Civilians cowered in hospital beds on Saturday and refugees looted U.N. supplies - all of them desperate for relief from the fighting that has engulfed a northwestern valley as troops and warplanes try to drive out Taliban militants.
The prime minister, directing millions of dollars to help the residents of a region where backing for the central government has sometimes been tenuous, described the offensive launched this week as a "war of the country's survival" but said the military alone could not be victorious in the Swat Valley.
The army "can only be successful if there is support of the masses," Prime Minister Yousuf Raza Gilani, who authorized the Swat offensive on Thursday, told a news conference after an emergency Cabinet meeting.
Further south, a suspected U.S. missile strike killed nine people, mostly foreigners, in another militant stronghold near the Afghan border, officials said. The identities of the victims were not immediately unclear.
The army said it killed as many as 55 more Taliban fighters in Swat on Saturday.
Encouraged by the United States, Pakistan's leaders launched the full-scale offensive this week to halt the spread of Taliban control in districts within 60 miles (100 kilometers) of the capital. Pakistan's army is fighting to wrest Swat and neighboring districts from militants who dominate the adjoining tribal belt along the Afghan frontier, where U.S. officials say al-Qaida chief Osama bin Laden is likely holed up.
But the fighting has caused the flight of hundreds of thousands of terrified residents, adding a humanitarian emergency to the nuclear-armed nation's security, economic and political problems. The government is appealing for international aid to ease the plight of the multitude of weary, traumatized people who have abandoned their homes in search of safety.

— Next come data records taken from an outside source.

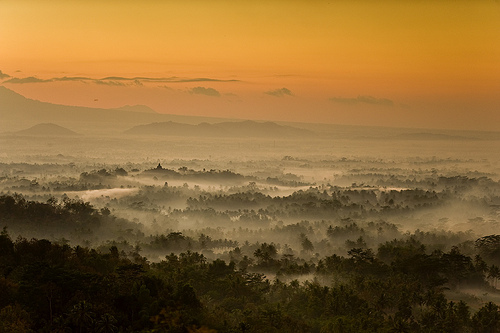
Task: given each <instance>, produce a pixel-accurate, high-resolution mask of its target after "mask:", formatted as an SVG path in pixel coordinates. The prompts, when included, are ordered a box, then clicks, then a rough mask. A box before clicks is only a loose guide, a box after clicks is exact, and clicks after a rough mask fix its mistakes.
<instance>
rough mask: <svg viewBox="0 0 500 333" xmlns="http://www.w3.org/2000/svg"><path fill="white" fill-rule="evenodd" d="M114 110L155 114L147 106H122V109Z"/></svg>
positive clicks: (136, 105) (124, 105) (130, 105)
mask: <svg viewBox="0 0 500 333" xmlns="http://www.w3.org/2000/svg"><path fill="white" fill-rule="evenodd" d="M114 110H122V111H132V112H141V113H157V112H156V111H155V110H153V109H151V108H150V107H149V106H147V105H124V106H122V107H119V108H115V109H114Z"/></svg>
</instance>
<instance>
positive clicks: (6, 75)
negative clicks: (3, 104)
mask: <svg viewBox="0 0 500 333" xmlns="http://www.w3.org/2000/svg"><path fill="white" fill-rule="evenodd" d="M9 77H10V75H9V74H5V73H3V72H2V71H0V80H3V79H6V78H9Z"/></svg>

Witness accounts indicated that scores of civilians have already been killed or injured in the escalating clashes in Swat and the neighboring Buner and Lower Dir districts.
Even the medics are gone: Only three doctors remained Saturday at the hospital in Swat's main town, Mingora - all of them working at full stretch.
Riaz Khan, a 36-year-old schoolteacher, his wife and two daughters occupied four of the beds, shrapnel wounds on their arms and their legs bandaged. Khan said his other two daughters were killed three days earlier when a mortar shell hit their home near Mingora.
"We buried our daughters on Thursday when the army relaxed the curfew," he told an Associated Press reporter. "We reached the hospital only with great difficulty."
Nisar Khan, one of the three doctors left, said about 25 war-wounded were among the 100 patients.
Taliban militants seized much of the area under a peace deal, even after the government agreed to their main demand to impose Islamic law in the region.
U.S. officials likened the deal to a surrender. Pakistani leaders said the agreement's collapse had opened the eyes of ordinary citizens to the extremist threat.
The army says it is reinforcing the 12,000 to 15,000 troops in Swat as they take on 4,000 to 5,000 militants, including small numbers of foreigners and hardened fighters from the South Waziristan border region.
On Saturday, an AP reporter saw jet fighters flying over Mingora and later heard explosions from further up the valley.
The military said its helicopter gunships attacked militant hideouts in Mingora and killed 15 fighters. An estimated 30 to 40 more died in smaller clashes elsewhere, the statement said. Four soldiers were wounded.
Provincial Information Minister Iftikhar Hussain blamed the Taliban for the deaths of innocents.
"The militants are using civilian population as a human shield and they have dug trenches in civilian areas," Hussain said at a news conference in Peshawar. He said they were firmly in control of Mingora.
However, officials have given no details of civilian casualties, apparently for fear of a public outcry that could make it hard for the army to press ahead.
South Waziristan has been the scene of numerous suspected American missile attacks in recent months, including Saturday's strike in the Tabai area.
Two intelligence officials said several missiles struck a disused hospital building, killing six foreign militants, and a tunnel in a nearby mountain, killing three local fighters.
The officials said field agents were still trying to determine the identity of the victims and whether they were affiliated with al-Qaida. The officials spoke on condition of anonymity because they are not authorized to speak publicly to the media.
Just south of the war zone, around the city of Mardan, crude camps have mushroomed. On Saturday, the desperation of the refugees was laid bare with television footage showing dozens of men making off with blankets and tins of cooking oil. A policeman thumped one looter with his rifle butt while a man wearing a T-shirt bearing a U.N. logo urged others to return their loot.
"When people are desperate, it's hardly surprising that things like this happen," said Ariane Rummery, a spokeswoman for the U.N. refugee agency.
The agency has registered some 150,000 people fleeing the latest fighting. Pakistani and U.N. officials say the total number displaced may reach half a million, reported AP.